Université Laval : entre multidisciplinarité et réseaux d’affaires

Avec à l’affiche 16 programmes de baccalauréat accrédités par Ingénieurs Canada, dont 12 au sein de sa Faculté des sciences et de génie, l’Université Laval détient le plus grand choix de disciplines en génie au Québec. Portrait.

« Certains de nos programmes, comme le baccalauréat en génie des eaux, très prisé des étudiants et des étudiantes en raison de son volet environnemental, sont uniques au Québec », lance d’entrée de jeu Alain Zaccarin, doyen de la Faculté des sciences et de génie de cette université située dans la Vieille Capitale.

Ce programme, comme plusieurs autres spécialités de génie offertes à l’Université Laval, profite d’une certaine proximité de la faculté avec différents ministères. Des exemples : une subvention de 4 M$ du ministère de la Sécurité publique obtenue en 2020 afin de travailler à minimiser les répercussions des inondations dans les municipalités à risque ou encore un projet en collaboration avec le ministère des Transports en vue de fabriquer un pont en aluminium. Un atout certain pour les quelque 5000 étudiants et étudiantes de premier cycle et les 1200 autres des cycles supérieurs, affirme le doyen.

Miser sur la multidisciplinarité

En vertu de ce vaste choix de disciplines, les spécialistes du génie en devenir peuvent aisément ajuster leur parcours en passant d’un programme à un autre. « Nous donnons la chance à tous ceux et celles qui se découvrent un intérêt pour une autre spécialisation et qui disposent des prérequis », confirme Alain Zaccarin.

La Faculté mise d’ailleurs sur la multidisciplinarité au sein de ses programmes pour encourager ses futurs bacheliers et bachelières à s’investir dans divers projets étudiants. Objectif? Être en contact avec d’autres domaines et développer des compétences transversales, dont des aptitudes relationnelles, la gestion de projet et d’équipes multidisciplinaires ou encore des compétences en communication.

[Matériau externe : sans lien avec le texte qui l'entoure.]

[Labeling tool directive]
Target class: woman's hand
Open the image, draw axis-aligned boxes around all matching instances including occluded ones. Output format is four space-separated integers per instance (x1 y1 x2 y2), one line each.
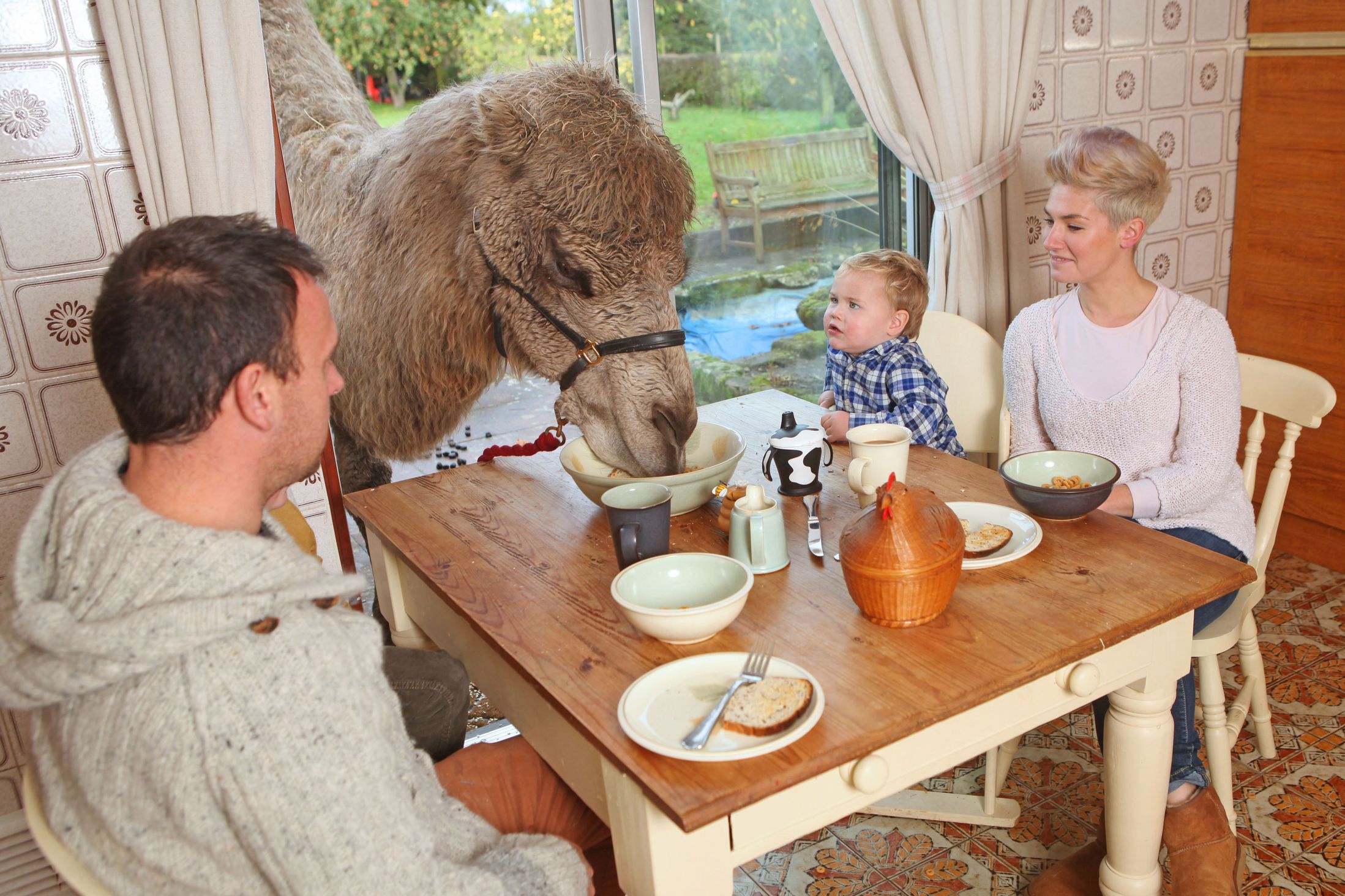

Autre particularité de l’Université Laval : réunir sous un même toit l’expertise de scientifiques et de spécialistes du génie dans des installations à la fine pointe de la technologie dans pas moins de 12 pôles d’excellence.

C’est ce qui a mené l’équipe du professeur Jesse Greener, en chimie, et celle du professeur André Bégin-Drolet, en génie mécanique, en collaboration avec des chercheurs et chercheuses du Département de biochimie, de microbiologie et bio-informatique, à concevoir un outil ayant le potentiel d’offrir une solution portative, rapide et peu coûteuse pour diagnostiquer la COVID-19.

Au cœur de la recherche… et des réseaux d’affaires

La recherche occupe une place de choix à l’Université Laval. À preuve, l’établissement d’enseignement occupe le septième rang des universités subventionnées en recherche au Canada, en plus d’occuper la deuxième position en ce qui a trait aux fonds de recherche en partenariat avec les entreprises.

« Un certain nombre de professeurs et professeures sont sollicités par des entreprises, ce qui nous apporte des projets de recherche ou de consultation, explique André Zaccarin. Ça démontre aussi notre grande proximité avec les entreprises à l’échelle régionale et internationale. »

Ce réseau d’affaires, particulièrement porteur, permet non seulement aux étudiants et étudiantes de parfaire leur formation, mais aussi de se trouver un emploi plus facilement, estime le doyen de la Faculté des sciences et de génie. « Ça fait des employeurs pour nos diplômés et diplômées! » Résultat : un enviable taux de placement de 86 %.

Au diapason de l’industrie, l’Université Laval voit en ce moment un regain de popularité pour ses programmes de génie électrique, de génie logiciel et de génie informatique. Un récent rapport de l’Ordre des ingénieurs du Québec signale en effet que la transition énergétique, l’électrification des transports, la sécurité informatique et le virage numérique risquent fort d’accentuer les besoins de main-d’œuvre dans ces secteurs d’ici 2030. Pas de doute, les finissants et finissantes pourront relever le défi!